Branding and UI Design

I have always been a fan of the Mac. The notion that a machine is there to help me be ultra creative is the kind of thing I will always gravitate toward.

What I don’t like is how too many applications for the Mac are slowly starting to look the same. Here’s what I mean:

The granddaddy of them all: Xcode – the developer tool most people use to create Mac apps:

Apple’s latest app that lets you create your own website—iWeb:

The coolest presentation building software on the market—Keynote:

The core of the Mac user experience—The Finder:

A pretty damn good browser—Safari:

The built-in and all-around quality email app—Mail:

The best personal photography cataloging and publishing tool—iPhoto:

And the top icon organization tool for the Mac—Pixadex:

Now I’m sure you’ve noticed a theme here. Why are they so similar and therefore boring? Apple goes to hideous lengths to incorporate brand into their marketing, their physical store designs, their packaging, their product design. Even developers outside of Apple are aping the whole source list on the left, big space on the right for content. It’s like the web design paradigms of 1996 have taken over Apple’s UI department.

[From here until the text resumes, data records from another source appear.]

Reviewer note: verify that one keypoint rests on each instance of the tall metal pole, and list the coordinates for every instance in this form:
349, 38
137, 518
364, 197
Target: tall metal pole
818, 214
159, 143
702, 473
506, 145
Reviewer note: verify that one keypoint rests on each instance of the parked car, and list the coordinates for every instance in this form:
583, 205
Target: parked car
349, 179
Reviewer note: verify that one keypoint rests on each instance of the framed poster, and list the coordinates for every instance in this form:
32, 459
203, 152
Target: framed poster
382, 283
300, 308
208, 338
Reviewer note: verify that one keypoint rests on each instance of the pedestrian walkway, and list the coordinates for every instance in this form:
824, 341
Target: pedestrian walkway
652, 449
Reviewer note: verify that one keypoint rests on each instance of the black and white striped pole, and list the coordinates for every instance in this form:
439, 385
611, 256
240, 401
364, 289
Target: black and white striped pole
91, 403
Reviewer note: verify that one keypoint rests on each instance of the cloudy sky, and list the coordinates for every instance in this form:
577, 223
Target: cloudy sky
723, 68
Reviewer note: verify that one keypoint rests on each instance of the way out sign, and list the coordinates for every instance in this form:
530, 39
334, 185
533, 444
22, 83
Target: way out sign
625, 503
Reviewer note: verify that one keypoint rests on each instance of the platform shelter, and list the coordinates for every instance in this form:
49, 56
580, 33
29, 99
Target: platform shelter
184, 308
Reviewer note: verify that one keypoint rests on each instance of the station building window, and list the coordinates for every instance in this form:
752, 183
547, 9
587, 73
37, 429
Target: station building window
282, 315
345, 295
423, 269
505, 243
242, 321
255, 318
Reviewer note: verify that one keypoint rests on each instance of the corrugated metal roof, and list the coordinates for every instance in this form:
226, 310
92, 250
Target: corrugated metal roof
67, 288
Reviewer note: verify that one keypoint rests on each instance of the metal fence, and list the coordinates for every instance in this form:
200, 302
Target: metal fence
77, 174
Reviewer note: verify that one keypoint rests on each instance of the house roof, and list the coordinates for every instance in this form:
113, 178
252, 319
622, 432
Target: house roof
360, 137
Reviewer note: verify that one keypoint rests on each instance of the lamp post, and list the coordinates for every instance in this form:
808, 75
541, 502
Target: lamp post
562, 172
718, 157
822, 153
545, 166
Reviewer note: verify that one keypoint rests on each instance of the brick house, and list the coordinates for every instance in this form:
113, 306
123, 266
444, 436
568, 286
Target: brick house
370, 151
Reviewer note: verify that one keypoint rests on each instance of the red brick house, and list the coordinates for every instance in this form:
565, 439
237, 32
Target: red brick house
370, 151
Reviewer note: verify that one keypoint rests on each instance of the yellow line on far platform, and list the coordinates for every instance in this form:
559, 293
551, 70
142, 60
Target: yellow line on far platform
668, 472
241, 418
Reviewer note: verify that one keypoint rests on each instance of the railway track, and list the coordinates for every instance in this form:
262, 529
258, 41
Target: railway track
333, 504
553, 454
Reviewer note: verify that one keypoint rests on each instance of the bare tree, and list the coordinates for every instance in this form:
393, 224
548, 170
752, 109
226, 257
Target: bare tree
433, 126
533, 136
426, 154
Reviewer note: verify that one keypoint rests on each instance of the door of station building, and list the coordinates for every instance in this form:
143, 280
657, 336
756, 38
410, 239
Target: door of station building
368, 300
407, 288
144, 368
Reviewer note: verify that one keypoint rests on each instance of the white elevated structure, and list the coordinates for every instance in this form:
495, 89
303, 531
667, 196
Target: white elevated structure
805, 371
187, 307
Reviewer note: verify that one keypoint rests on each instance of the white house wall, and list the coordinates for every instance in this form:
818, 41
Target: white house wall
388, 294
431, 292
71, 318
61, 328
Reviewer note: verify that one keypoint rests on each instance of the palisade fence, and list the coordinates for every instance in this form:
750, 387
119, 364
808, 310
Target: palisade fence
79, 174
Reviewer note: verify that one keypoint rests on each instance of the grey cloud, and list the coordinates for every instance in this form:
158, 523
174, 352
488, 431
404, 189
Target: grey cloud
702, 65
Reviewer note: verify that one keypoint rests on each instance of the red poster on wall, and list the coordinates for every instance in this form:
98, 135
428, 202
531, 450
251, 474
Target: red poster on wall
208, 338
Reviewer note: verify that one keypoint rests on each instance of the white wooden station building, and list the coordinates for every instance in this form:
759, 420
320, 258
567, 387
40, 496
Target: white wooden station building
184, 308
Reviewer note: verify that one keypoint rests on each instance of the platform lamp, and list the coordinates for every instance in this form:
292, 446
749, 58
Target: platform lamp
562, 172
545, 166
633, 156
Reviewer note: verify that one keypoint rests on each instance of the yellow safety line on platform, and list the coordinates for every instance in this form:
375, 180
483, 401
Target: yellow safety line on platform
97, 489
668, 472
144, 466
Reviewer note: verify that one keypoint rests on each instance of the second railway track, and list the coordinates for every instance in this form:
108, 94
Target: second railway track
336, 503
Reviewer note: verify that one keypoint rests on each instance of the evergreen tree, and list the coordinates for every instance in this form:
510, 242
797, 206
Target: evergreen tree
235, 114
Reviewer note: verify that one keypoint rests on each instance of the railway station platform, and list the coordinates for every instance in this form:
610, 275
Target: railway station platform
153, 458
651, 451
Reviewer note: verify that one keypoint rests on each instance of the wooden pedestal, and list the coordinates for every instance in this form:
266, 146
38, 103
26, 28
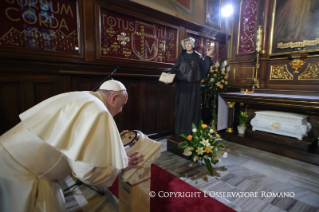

Now I know it’s great to have consistency but that’s really only half of the job that’s being done here. Think about this:

You are buying iWork 06. In fact, it’s the first time you’re purchasing the sofware. You’ve seen the legendary Stevenotes and the online tour showcasing all the badass transitions. You’re ready to throw your crazy fonts in there and other multimedia elements like flash or quicktime movies right in the slide. You’re also dreaming of playing music behind the slides or even inserting a podcast that’s relevant to the subject.

And then you install iWork 06.

What happens next is the ultra-boring interface staring at you.

Where’s the drama? Where’s the sense that you’re about to build something that’ll actually make people ooh and aah at your slickness? It’s not there.

Every year Apple gives awards to the top developers for different categories. One of them is user experience. The last recipient was Delicious Monster for their app Delicious Library.

Now, would you be surprised that Apple went ahead and hired the guy who made that interface? I hope that’s a sign of things to come. That Apple will loosen up and really wow us with some incredibly inspiring UI ideas instead of more of the same.